En el pueblo había muerto mucha gente, contaba apesadumbrado. La mayoría. Por aquel entonces no te podías fiar de nadie, ni nadie se podía fiar de ti: los romanos de Herodes se ocuparon de ello. Decía que durante mucho tiempo le estuvieron persiguiendo, y se había escapado siempre por los pelos. Caían a su alrededor amigos y vecinos, le acorralaban un poco más cada día. Fue cuestión de tiempo que le cogieran a él también.

—Los soldados vinieron una mañana como ésta. Y supe que era Navidad.

Don Marcelo, que nunca se habría rendido aun estando ya muerto, luchó. Vaya que si luché, aseguraba con la voz cogida.

—Finalmente me dejaron en paz. Pero a qué precio…

En ese momento los mayores anunciaban que la mesa estaba lista, y los primos y yo corríamos a sentarnos.
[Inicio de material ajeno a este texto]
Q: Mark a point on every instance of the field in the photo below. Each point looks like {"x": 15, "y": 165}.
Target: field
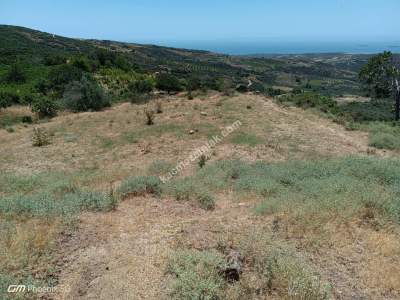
{"x": 141, "y": 172}
{"x": 311, "y": 208}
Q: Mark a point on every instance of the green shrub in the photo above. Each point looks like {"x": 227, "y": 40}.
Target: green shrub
{"x": 242, "y": 138}
{"x": 168, "y": 82}
{"x": 8, "y": 98}
{"x": 60, "y": 77}
{"x": 312, "y": 100}
{"x": 16, "y": 74}
{"x": 330, "y": 189}
{"x": 140, "y": 186}
{"x": 51, "y": 205}
{"x": 160, "y": 167}
{"x": 85, "y": 95}
{"x": 276, "y": 268}
{"x": 187, "y": 190}
{"x": 205, "y": 200}
{"x": 196, "y": 275}
{"x": 141, "y": 86}
{"x": 40, "y": 137}
{"x": 384, "y": 136}
{"x": 45, "y": 107}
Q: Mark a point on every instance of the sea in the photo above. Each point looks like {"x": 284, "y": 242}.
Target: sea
{"x": 250, "y": 47}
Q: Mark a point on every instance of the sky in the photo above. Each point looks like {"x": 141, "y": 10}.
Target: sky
{"x": 152, "y": 21}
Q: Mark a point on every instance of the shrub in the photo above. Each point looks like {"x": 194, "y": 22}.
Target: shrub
{"x": 276, "y": 268}
{"x": 59, "y": 77}
{"x": 242, "y": 138}
{"x": 168, "y": 82}
{"x": 202, "y": 160}
{"x": 312, "y": 100}
{"x": 85, "y": 95}
{"x": 384, "y": 136}
{"x": 140, "y": 186}
{"x": 4, "y": 101}
{"x": 149, "y": 113}
{"x": 158, "y": 107}
{"x": 40, "y": 137}
{"x": 51, "y": 205}
{"x": 197, "y": 275}
{"x": 205, "y": 200}
{"x": 27, "y": 119}
{"x": 45, "y": 107}
{"x": 160, "y": 167}
{"x": 8, "y": 98}
{"x": 16, "y": 74}
{"x": 141, "y": 86}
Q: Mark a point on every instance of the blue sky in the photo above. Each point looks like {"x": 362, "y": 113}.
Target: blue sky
{"x": 186, "y": 20}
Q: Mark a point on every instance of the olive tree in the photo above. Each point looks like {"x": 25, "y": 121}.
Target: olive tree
{"x": 381, "y": 75}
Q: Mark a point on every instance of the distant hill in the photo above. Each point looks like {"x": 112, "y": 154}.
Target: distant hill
{"x": 326, "y": 73}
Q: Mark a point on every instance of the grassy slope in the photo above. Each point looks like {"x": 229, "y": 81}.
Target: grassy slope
{"x": 93, "y": 151}
{"x": 327, "y": 74}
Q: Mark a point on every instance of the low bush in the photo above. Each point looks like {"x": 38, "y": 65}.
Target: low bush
{"x": 187, "y": 190}
{"x": 312, "y": 100}
{"x": 50, "y": 205}
{"x": 248, "y": 139}
{"x": 45, "y": 107}
{"x": 85, "y": 95}
{"x": 40, "y": 137}
{"x": 384, "y": 135}
{"x": 140, "y": 186}
{"x": 333, "y": 189}
{"x": 196, "y": 275}
{"x": 276, "y": 268}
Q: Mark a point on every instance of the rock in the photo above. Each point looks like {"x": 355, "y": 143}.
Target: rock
{"x": 233, "y": 267}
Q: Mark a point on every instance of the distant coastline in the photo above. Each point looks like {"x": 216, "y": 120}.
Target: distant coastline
{"x": 284, "y": 47}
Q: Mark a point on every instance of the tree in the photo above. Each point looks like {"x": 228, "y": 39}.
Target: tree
{"x": 45, "y": 107}
{"x": 168, "y": 82}
{"x": 85, "y": 95}
{"x": 381, "y": 75}
{"x": 15, "y": 74}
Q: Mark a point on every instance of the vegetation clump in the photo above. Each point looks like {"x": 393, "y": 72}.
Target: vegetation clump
{"x": 40, "y": 137}
{"x": 85, "y": 95}
{"x": 140, "y": 186}
{"x": 150, "y": 116}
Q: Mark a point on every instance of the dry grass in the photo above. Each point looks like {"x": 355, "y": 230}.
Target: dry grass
{"x": 123, "y": 254}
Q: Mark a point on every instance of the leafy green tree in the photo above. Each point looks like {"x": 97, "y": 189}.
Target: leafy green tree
{"x": 141, "y": 86}
{"x": 60, "y": 76}
{"x": 45, "y": 107}
{"x": 381, "y": 75}
{"x": 168, "y": 82}
{"x": 85, "y": 95}
{"x": 4, "y": 101}
{"x": 16, "y": 74}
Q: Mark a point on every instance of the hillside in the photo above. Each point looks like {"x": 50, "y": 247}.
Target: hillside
{"x": 134, "y": 171}
{"x": 329, "y": 74}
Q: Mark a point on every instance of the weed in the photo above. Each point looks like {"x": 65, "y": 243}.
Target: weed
{"x": 242, "y": 138}
{"x": 197, "y": 275}
{"x": 149, "y": 116}
{"x": 40, "y": 137}
{"x": 140, "y": 186}
{"x": 202, "y": 161}
{"x": 158, "y": 107}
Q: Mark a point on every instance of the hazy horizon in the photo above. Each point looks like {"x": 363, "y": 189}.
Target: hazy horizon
{"x": 285, "y": 26}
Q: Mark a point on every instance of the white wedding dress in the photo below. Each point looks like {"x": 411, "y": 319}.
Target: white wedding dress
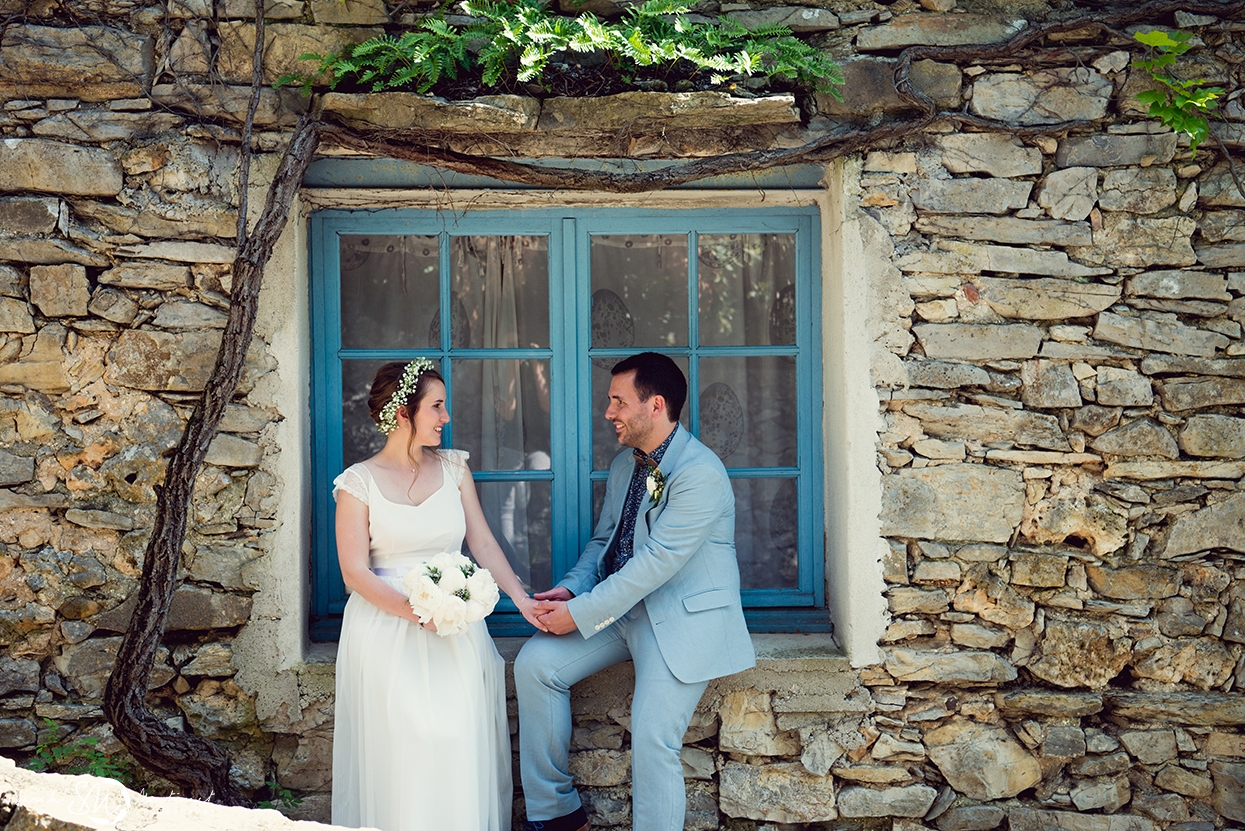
{"x": 421, "y": 740}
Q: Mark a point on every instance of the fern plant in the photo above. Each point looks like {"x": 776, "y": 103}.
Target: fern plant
{"x": 79, "y": 756}
{"x": 521, "y": 37}
{"x": 1180, "y": 105}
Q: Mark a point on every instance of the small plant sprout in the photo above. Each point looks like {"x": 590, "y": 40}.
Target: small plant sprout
{"x": 1180, "y": 105}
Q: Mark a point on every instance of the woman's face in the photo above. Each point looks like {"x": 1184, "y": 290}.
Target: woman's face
{"x": 431, "y": 416}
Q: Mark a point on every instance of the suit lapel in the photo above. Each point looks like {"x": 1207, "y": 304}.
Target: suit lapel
{"x": 615, "y": 510}
{"x": 667, "y": 464}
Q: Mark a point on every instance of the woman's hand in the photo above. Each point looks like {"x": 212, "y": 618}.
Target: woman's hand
{"x": 408, "y": 614}
{"x": 527, "y": 606}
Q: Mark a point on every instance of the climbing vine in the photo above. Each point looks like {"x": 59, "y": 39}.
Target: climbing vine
{"x": 1178, "y": 104}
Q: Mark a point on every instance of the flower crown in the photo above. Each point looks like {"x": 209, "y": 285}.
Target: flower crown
{"x": 387, "y": 422}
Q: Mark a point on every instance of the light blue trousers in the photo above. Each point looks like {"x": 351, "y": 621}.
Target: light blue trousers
{"x": 661, "y": 709}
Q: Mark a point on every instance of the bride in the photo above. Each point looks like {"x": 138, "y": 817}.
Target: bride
{"x": 421, "y": 739}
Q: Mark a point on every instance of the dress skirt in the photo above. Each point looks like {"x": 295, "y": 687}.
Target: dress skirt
{"x": 421, "y": 740}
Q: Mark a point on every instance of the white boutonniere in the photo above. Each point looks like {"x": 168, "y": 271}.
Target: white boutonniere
{"x": 656, "y": 481}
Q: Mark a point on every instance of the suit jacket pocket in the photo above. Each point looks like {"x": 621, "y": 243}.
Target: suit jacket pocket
{"x": 714, "y": 598}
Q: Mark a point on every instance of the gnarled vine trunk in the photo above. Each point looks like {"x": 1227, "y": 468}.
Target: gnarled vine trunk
{"x": 196, "y": 764}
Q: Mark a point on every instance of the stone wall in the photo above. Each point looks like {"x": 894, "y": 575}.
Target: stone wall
{"x": 1057, "y": 355}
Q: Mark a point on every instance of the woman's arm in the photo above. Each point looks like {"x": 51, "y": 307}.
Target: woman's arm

Él se quedaba un rato más en el sillón, ensimismado en sus batallitas, en por qué no nos había arrancado ni un suspiro —no nos culpen, habíamos crecido—. Al poco venía y se olvidaba, o eso daba a entender.

Cuando caía la tarde, un par de horas antes del anochecer, salíamos a pasear por el pueblo, prácticamente desierto. Nos guiábamos por don Marcelo, que con pasitos cortos y alegres caminaba por el caño, el Rincón, la lechera, la pista de fútbol y, por último, el cementerio.

Allí, los mayores nos hacían detenernos. El anciano, tras volver tímidamente la cabeza hacia nosotros, se adentraba en el camposanto de paredes desconchadas y verja chirriante. Yo lo veía alejarse, con el amarillento pompón del gorro navideño meciéndose al son de su pasos, con los hombros echados hacia delante y la espalda encogida.

Recuerdo que uno de aquellos años corrí hacia él, sin escuchar las reprimendas a mi espalda. Al llegar a su lado le cogí de la mano. Él no pareció sorprendido, como si estuviera esperando aquello. Se agachó y me dijo al oído:

—Sabía que tú me creerías.

No le entendí hasta llegar a la tumba. Entonces no me hizo falta ni preguntar. La última Navidad de don Marcelo estaba allí. La derrota detrás de cada victoria. Le miré de refilón y vi los cansados ojos del que ha vivido una (demasiada) guerra, la sonrisa enigmática que encerraba miles de cuentos.

De vuelta en casa, nos reunió a mis primos y a mí, y nos preguntó qué historia queríamos escuchar ahora. Siempre nevaba en ese pueblo, y supongo que, al fin y al cabo, era mi abuelo el más crío de nosotros.